I realised not long ago that I have tended for most of my life – albeit unconsciously – to reckon the worth of things by how long they are likely to last; and this despite the fact that so many things I love and whose presence gives meaning to my own life – small plants, lively insects, the changing skies, the seasons of the year – are ephemeral by their very nature, and they last only moments, days or weeks or months, before reaching an end implicit in their merely being what they are. I love humans, too, I realised, for who they are not for what they might achieve; and humans don’t last long compared with trees, or with the rock formations that are such striking and ancient companions of ours in this part of the country.
The worth of something, as I had unthinkingly valued it, is its essence: the thing that exists, persists, being the thing itself. It is an illusion: phenomena, any phenomena, are empty, surely, of any such essence. They are merely what they are, and that in relation to all else that is, to the shifting patterns on the bright skin of the stream, “the ever-transforming patterns of the cosmos as a whole.” (Reninger) It’s clinging to this idea of essence that gives rise to our constant craving, our helpless longing for permanence that is the growth-point for the whole tragic enterprise of human pride – the error of Ozymandias.

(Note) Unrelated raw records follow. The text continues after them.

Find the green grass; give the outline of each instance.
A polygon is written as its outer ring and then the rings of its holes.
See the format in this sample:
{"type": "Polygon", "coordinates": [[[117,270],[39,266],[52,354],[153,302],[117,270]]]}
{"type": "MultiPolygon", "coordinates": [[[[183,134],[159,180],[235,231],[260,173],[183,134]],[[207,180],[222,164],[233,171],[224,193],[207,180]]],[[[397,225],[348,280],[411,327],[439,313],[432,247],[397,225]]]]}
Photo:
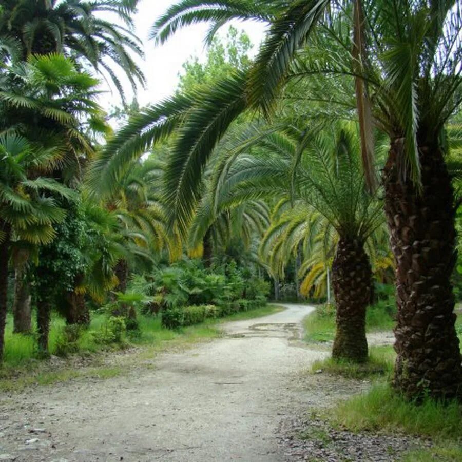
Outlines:
{"type": "Polygon", "coordinates": [[[0,379],[0,391],[20,393],[28,387],[52,385],[59,382],[67,382],[76,378],[94,378],[106,380],[121,375],[123,370],[120,367],[98,367],[87,369],[67,368],[55,371],[37,370],[28,374],[21,373],[14,378],[0,379]]]}
{"type": "Polygon", "coordinates": [[[393,347],[372,346],[369,349],[369,359],[363,364],[349,361],[336,361],[328,358],[313,363],[312,370],[321,370],[333,375],[341,375],[348,378],[362,379],[366,377],[389,376],[393,370],[396,353],[393,347]]]}
{"type": "MultiPolygon", "coordinates": [[[[391,330],[394,325],[394,302],[391,298],[380,300],[368,308],[366,331],[391,330]]],[[[307,342],[328,342],[335,335],[335,309],[333,306],[321,305],[307,316],[303,321],[304,339],[307,342]]]]}
{"type": "Polygon", "coordinates": [[[366,393],[339,403],[329,411],[330,420],[353,431],[397,431],[455,442],[462,437],[462,406],[430,399],[420,405],[394,393],[388,383],[378,383],[366,393]]]}
{"type": "MultiPolygon", "coordinates": [[[[138,317],[139,335],[131,338],[126,335],[121,344],[109,345],[99,343],[94,335],[104,323],[106,317],[102,314],[93,314],[90,328],[84,331],[77,341],[76,353],[83,356],[89,356],[92,362],[97,363],[99,352],[134,346],[141,347],[141,351],[137,353],[139,359],[152,359],[156,354],[162,351],[188,348],[198,342],[220,337],[222,335],[220,329],[221,322],[258,318],[283,309],[267,305],[220,319],[207,319],[202,324],[178,331],[163,328],[160,316],[140,315],[138,317]]],[[[64,320],[53,315],[49,342],[52,355],[55,355],[57,352],[59,339],[64,326],[64,320]]],[[[49,365],[46,361],[37,359],[35,343],[33,334],[30,335],[13,334],[12,319],[8,316],[5,332],[4,361],[0,368],[0,391],[19,392],[25,387],[35,384],[47,385],[82,377],[109,378],[122,373],[122,369],[120,368],[114,369],[104,365],[76,369],[65,360],[57,367],[49,365]]],[[[131,361],[129,362],[131,363],[131,361]]]]}

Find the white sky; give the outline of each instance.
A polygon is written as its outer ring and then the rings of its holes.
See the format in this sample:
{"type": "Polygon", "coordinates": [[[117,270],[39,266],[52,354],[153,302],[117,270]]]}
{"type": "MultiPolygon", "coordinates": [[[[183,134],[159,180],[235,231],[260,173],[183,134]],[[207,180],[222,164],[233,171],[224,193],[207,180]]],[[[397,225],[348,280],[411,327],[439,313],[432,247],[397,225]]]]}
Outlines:
{"type": "MultiPolygon", "coordinates": [[[[142,0],[140,2],[138,13],[135,17],[136,33],[143,44],[145,59],[140,62],[140,65],[147,81],[146,89],[140,88],[138,90],[138,100],[141,106],[155,103],[172,94],[178,83],[178,73],[182,70],[182,64],[191,56],[197,56],[203,60],[205,57],[203,40],[207,29],[206,24],[180,29],[163,45],[156,46],[153,41],[148,40],[149,29],[155,20],[169,5],[176,3],[174,0],[142,0]]],[[[256,52],[263,36],[263,25],[238,23],[234,25],[239,30],[245,30],[254,45],[252,51],[256,52]]],[[[225,34],[227,29],[226,26],[223,28],[222,33],[225,34]]],[[[129,102],[133,94],[130,85],[121,71],[117,74],[124,83],[127,99],[129,102]]],[[[100,99],[100,104],[105,109],[121,105],[117,90],[112,88],[111,91],[104,83],[101,87],[102,90],[107,92],[100,99]]]]}

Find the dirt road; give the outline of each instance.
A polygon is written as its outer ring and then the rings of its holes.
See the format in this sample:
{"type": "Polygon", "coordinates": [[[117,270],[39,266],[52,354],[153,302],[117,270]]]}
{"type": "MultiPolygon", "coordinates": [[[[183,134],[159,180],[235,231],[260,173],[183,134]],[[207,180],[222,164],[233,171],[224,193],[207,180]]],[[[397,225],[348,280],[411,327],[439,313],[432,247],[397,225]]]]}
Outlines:
{"type": "Polygon", "coordinates": [[[0,460],[283,460],[280,423],[312,403],[291,384],[328,354],[298,340],[313,309],[286,306],[127,375],[0,395],[0,460]]]}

We are frail, and temporary, and lovely; we are precious as all life is precious, and our loveliness, like the loveliness of all that lives, is in our fleetingness. The points of light on the sparkling water last an instant – their beauty is in that. Death is implicit in being born; life would not be possible without it, and it is a loyal friend to the living. All we need is to sit still, and watch the emptiness of separate things; the delicious freshness of impermanence itself will come by like the scent of flowers through an open window in summer. Death will come and sit on the end of our bed, and fill his pipe, and talk to us of life; and all will be well, and all manner of things will be well.